Karine Shabtai exhibited her cell-phone shot of the mechanism from the tower’s clock. Soon after that, the tower was looted and the mechanism stolen, probably for scrap metal.

Einat Amir made kaleidoscopic images from photographs of the stained glass windows.
Perhaps most evocatively, for me, Tal Amitai-Tabib combined recent photos of the abandoned buildings with figures cut and pasted from original photographs of the Syrian Orphanage from the Yad Ben-Tzvi archives. It’s hard to articulate the deeply unsettling feeling these images produce — something like seeing ghosts.

But why did The Schneller Case exhibition bring to my mind the notion of Jerusalem as a woman? I imagine the particular sense of destruction and loss it evoked reminded me of the lonely widow, formerly a princess, of Lamentations.
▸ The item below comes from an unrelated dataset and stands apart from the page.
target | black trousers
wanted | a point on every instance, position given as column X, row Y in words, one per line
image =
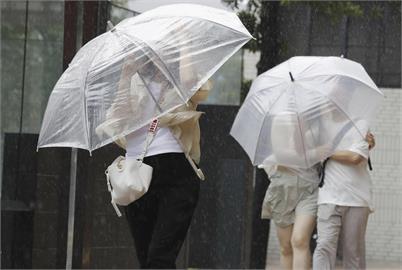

But more importantly, it suggested a model that helped explain — though not justify — the huge psychological challenges involved in preserving this city’s complex archaeological and architectural history.
Now, once again, we are Jerusalem’s favoured lovers. Our tributes, our edifices and monuments, are the ones most prominent in the exhibit we ourselves are curating. What enormous self-confidence, what extreme self-discipline, what massive strength of character it takes to remember, preserve, display and even maintain pride of place for the tributes of our rivals, some of which, it must be said, are far more beautiful than anything we have yet been able to offer to this city, this woman, we all love.